After the last magma event during Pangaea break-up 200 million years ago, the eastern coast of North America from Florida to Nova Scotia became what is known as a ‘passive margin,’ an area that is not supposed to have volcanoes or earthquakes.

“There are always exceptions in our dynamic planet,” Gazel said. “There was another pulse of volcanic activity in the area 25-50 million years ago that many geologists aren’t aware of and we’ve produced preliminary data proving there are very young volcanic remnants in Virginia that have a particular geochemistry that is very different, with a unique chemical composition, from anything else in the eastern U.S."

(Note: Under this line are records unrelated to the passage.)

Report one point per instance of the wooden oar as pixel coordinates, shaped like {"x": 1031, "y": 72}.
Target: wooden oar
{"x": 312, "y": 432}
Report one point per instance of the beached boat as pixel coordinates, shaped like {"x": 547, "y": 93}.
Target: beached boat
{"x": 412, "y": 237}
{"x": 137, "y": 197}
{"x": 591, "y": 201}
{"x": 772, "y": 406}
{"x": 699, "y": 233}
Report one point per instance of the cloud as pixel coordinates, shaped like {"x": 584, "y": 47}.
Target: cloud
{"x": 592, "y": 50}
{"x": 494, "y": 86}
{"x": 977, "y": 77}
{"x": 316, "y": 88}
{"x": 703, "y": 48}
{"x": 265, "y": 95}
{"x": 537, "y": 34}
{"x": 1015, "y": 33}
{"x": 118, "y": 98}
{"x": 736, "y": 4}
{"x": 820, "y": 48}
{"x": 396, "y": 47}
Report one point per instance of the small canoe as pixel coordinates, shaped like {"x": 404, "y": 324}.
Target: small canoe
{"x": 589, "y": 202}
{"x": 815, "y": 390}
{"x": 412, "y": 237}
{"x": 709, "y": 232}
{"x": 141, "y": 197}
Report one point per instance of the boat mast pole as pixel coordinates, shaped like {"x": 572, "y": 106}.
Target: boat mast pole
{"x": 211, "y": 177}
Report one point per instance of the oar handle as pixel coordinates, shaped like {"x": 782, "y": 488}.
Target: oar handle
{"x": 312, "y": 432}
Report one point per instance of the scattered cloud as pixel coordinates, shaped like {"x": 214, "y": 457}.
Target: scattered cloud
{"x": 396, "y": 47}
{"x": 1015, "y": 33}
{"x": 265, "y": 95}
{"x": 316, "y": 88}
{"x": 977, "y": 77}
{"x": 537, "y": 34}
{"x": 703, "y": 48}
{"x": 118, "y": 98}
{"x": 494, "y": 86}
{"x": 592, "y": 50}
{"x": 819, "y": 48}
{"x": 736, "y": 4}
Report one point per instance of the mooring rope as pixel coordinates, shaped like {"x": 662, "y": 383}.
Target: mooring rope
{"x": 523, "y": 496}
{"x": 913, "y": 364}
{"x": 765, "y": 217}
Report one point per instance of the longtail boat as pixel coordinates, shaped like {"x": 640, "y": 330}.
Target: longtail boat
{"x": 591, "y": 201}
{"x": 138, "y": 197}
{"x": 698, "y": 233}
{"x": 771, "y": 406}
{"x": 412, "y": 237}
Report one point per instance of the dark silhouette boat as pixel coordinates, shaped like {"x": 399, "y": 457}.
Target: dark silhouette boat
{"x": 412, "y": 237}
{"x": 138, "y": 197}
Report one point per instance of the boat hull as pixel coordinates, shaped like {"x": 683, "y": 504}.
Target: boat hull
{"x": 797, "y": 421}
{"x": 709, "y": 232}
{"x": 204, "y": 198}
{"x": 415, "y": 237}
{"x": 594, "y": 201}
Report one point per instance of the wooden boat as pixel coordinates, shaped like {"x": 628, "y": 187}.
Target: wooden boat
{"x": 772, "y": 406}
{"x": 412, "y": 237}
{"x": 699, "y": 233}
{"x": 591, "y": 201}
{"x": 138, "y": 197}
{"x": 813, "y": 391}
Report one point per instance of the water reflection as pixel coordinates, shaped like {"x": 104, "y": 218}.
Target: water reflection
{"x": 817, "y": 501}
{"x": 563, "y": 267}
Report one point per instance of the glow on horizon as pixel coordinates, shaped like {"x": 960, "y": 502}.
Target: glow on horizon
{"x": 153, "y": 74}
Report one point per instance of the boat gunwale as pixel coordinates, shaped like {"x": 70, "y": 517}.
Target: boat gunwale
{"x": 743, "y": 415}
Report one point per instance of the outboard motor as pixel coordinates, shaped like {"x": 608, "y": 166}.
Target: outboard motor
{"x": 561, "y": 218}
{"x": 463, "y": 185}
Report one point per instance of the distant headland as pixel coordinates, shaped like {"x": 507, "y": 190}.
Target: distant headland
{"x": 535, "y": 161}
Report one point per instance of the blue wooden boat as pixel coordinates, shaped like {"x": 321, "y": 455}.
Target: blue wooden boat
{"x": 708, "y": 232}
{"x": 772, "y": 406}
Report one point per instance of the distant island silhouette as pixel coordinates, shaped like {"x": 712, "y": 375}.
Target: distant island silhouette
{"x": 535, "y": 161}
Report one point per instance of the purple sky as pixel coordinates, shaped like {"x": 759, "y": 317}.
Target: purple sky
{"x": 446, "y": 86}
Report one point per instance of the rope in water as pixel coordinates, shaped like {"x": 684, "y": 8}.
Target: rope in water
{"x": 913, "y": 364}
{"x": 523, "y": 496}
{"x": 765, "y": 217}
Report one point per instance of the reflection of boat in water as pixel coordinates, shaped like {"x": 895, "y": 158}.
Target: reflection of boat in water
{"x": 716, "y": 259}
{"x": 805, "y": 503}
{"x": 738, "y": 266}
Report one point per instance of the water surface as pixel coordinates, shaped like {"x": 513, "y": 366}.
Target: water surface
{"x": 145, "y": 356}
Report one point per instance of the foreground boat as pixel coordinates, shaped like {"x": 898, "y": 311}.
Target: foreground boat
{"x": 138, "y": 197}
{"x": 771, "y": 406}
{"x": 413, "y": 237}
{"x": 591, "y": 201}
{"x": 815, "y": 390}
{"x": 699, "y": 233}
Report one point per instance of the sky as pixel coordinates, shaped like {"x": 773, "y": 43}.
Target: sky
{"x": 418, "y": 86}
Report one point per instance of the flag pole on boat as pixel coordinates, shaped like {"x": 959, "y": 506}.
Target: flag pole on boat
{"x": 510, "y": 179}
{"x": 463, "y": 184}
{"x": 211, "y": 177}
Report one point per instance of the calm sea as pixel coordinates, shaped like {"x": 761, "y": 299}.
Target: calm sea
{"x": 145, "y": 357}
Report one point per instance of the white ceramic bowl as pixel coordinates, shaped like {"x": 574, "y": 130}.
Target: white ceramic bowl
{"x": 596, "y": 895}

One example is the Mole Hill area just west of Harrisonburg, Va. These lavas have an “intraplate” signature with high magnesium compositions, similar to what you would expect to find in active volcanic zones such as Hawaii or the Basin Range in the western United States. These eastern volcanoes were probably produced by a process called delamination, where dense parts of the earth’s crust and the rigid mantle base of all tectonic plates below it, the lithospheric mantle, ‘sink’ into the plastic asthenosphere layer, which reaches 100-200 kilometers below the surface.

The research being conducted will help the team determine what produced the remnants and how they are related to the tectonics involved in the 2011 earthquakes that registered a magnitude of 5.8 and were centered less than 40 miles northwest of Richmond, Va.

"These volcanic rocks are unique as they also carry samples of the crust and mantle,” Gazel explained. “They provide the only window into the deep architecture of the East Coast. This data is fundamental for geophysical studies that will determine active faults in Virginia.”

Gazel said it is possible that the magmas they will study took advantage of these same faults to reach the surface.

“Even with active volcanoes you can never determine when they might erupt again,” Gazel said. “That’s a field of research itself. But it’s important to evaluate the potential of something like this happening on the East Coast. We have to understand the structure and tectonics of the area.”

Different tectonic settings or meting processes will produce magmas with different chemical signatures. Data collected starting in the Spring of 2013 from samples of lava and volcanic material will be analyzed to collect the necessary chemical data using mass spectrometry, electron microprobe, and X-ray fluorescence at the Department of Geosciences at Virginia Tech.

“We propose to use these magmas, as well as mantle and crust samples within the Virginia volcanoes magmas to determine the depth, composition and evolution of the lithospheric mantle and continental basement under eastern North America,” he said. The team will use an array of geochemical and petrologic observations and modeling and their data will create a vertical cross-section deep into the eastern portion of the continent.

“There will be geophysical studies in the area and our group, which is, as far as I’m aware, the only group to do studies of this nature on the East Coast, will be providing data to help tune the models of those involved with the geophysical studies,” he said.

 “Most volcanoes on the planet are at the center of where plates are separating and you don’t see a single edifice (cone). In some places you have a fracture from which magmatic products are released to the surface,” he explained. “What we have in Virginia are remnants, the deeper parts of small volcanoes and the conduits between the deep roots and the shallow parts of a volcanic edifice.”

By the end of the project, Gazel said they hope to find if there are other locations in Eastern North America that might indicate the presence of volcanoes.